In some cases, this reflects voters' other priorities. Remainers are prepared to support Labour on account of the party's stances on austerity, housing and education. Corbyn, meanwhile, is a eurosceptic whose internationalism and pro-migration reputation endear him to EU supporters. Other Remainers rewarded Labour MPs who voted against Article 50, rebelling against the leadership's stance. 

But the trend also partly reflects ignorance. By saying little on the subject of Brexit, Corbyn and Labour allowed Remainers to assume the best. Though there is little evidence that voters will abandon Corbyn over his EU stance, the potential exists.

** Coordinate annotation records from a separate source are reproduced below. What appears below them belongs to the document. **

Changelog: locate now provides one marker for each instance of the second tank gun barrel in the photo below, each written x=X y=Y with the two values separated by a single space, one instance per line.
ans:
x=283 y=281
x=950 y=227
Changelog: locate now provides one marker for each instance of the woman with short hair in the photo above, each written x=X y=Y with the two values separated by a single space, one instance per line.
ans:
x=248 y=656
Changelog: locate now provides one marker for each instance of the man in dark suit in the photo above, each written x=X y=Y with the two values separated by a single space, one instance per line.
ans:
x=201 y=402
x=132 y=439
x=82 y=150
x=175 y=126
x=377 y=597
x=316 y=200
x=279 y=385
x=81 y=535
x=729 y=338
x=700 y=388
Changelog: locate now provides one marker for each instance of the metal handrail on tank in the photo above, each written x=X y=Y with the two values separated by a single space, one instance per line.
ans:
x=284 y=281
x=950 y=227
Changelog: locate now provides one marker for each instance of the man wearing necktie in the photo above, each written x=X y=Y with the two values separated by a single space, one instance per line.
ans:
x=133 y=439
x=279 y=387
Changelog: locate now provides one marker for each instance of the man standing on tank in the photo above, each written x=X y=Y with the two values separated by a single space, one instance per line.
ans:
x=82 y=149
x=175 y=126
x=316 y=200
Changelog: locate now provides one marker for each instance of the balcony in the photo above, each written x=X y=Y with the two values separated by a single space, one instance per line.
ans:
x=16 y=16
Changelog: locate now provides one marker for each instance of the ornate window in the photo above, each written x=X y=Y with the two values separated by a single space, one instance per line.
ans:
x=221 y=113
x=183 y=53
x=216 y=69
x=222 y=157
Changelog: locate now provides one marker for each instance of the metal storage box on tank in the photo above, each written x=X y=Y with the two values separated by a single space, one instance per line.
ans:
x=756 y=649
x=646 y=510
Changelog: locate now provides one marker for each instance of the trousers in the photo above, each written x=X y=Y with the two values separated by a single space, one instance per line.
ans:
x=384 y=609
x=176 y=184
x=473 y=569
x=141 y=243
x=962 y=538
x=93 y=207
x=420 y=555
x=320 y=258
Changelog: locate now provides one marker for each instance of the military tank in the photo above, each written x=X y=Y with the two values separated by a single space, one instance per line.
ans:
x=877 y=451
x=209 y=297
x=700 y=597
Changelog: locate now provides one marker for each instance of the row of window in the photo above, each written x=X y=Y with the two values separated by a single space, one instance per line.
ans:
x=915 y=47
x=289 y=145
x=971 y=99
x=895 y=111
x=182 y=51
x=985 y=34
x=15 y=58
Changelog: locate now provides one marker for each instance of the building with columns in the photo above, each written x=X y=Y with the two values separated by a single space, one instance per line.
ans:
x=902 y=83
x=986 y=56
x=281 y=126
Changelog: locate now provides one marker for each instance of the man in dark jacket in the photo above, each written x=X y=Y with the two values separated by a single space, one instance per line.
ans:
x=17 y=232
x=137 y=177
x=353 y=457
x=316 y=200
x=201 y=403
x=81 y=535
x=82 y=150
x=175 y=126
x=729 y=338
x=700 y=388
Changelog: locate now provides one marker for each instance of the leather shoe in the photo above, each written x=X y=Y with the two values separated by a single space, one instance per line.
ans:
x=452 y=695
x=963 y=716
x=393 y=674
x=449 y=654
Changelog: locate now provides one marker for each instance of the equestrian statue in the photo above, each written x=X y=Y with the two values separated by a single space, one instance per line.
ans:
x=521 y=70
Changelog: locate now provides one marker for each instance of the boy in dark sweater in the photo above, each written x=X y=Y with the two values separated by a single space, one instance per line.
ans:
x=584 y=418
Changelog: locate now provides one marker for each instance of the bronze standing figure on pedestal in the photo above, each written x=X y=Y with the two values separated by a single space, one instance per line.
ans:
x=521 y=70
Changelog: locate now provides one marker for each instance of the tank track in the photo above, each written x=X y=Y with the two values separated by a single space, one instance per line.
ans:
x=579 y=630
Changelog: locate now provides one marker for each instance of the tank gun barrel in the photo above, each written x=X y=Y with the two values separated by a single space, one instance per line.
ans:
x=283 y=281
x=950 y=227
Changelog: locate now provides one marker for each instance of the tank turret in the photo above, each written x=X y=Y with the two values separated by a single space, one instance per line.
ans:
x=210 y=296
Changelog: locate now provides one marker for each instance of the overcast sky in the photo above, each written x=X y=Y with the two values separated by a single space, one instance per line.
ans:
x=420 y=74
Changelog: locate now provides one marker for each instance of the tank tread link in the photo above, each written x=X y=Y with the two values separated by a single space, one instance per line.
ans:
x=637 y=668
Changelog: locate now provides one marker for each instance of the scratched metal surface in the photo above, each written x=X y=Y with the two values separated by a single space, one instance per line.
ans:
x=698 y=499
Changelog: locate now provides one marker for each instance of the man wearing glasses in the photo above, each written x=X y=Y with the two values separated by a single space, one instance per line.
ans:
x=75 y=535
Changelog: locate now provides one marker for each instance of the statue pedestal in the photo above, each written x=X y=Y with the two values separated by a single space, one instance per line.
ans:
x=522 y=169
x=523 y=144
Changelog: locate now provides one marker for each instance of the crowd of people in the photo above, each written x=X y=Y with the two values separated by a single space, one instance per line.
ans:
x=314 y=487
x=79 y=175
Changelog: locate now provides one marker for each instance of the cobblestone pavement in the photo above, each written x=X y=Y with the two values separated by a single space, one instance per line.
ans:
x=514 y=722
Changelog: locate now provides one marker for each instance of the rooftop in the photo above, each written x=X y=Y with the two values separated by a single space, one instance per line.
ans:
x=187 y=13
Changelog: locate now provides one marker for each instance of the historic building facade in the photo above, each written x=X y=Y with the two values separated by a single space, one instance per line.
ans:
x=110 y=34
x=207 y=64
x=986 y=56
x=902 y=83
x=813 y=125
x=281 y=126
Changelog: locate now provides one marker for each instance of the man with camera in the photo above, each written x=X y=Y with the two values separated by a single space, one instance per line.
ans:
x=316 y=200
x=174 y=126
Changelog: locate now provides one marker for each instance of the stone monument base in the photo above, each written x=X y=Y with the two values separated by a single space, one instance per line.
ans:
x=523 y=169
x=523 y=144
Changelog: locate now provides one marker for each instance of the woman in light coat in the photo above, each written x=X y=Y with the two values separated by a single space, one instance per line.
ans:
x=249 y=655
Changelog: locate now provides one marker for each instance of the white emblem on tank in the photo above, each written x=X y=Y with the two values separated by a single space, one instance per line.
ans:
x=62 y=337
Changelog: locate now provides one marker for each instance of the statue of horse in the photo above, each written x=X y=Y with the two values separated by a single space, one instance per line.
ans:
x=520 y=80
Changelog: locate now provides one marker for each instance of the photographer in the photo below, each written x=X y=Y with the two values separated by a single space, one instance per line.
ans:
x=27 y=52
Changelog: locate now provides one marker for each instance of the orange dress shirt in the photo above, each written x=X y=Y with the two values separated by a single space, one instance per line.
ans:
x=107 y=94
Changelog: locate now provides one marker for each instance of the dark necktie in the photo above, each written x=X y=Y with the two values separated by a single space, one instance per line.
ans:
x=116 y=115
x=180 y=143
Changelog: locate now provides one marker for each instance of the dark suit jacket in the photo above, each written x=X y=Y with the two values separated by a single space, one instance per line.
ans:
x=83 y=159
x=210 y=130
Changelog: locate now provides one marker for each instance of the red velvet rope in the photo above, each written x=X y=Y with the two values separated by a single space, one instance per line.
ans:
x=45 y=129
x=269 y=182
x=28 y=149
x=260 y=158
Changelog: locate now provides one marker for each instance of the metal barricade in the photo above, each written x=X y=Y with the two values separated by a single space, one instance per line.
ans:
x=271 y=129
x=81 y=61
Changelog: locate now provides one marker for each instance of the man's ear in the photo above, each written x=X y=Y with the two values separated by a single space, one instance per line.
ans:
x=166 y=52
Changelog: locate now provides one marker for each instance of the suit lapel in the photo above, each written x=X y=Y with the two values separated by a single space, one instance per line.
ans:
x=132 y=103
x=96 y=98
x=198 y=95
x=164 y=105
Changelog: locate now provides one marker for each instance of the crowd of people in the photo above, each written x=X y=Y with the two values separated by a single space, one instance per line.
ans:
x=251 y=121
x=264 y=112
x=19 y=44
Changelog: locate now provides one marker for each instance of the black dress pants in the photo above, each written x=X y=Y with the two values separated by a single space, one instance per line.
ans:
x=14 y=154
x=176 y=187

For this reason, the proposal of a new party will continue to recur. By challenging Labour over Brexit, without the toxicity of Lib Dems, it would sharpen the choice before voters. Though it would not win an election, a new party could force Corbyn to soften his stance on Brexit or to offer a second referendum (mirroring Ukip's effect on the Conservatives).

The greatest problem for the project is that it lacks support where it counts: among MPs. For reasons of tribalism and strategy, there is no emergent "Gang of Four" ready to helm a new party. In the absence of a new convulsion, the UK may turn against Brexit without the anti-Brexiteers benefiting. 

George Eaton is political editor of the New Statesman.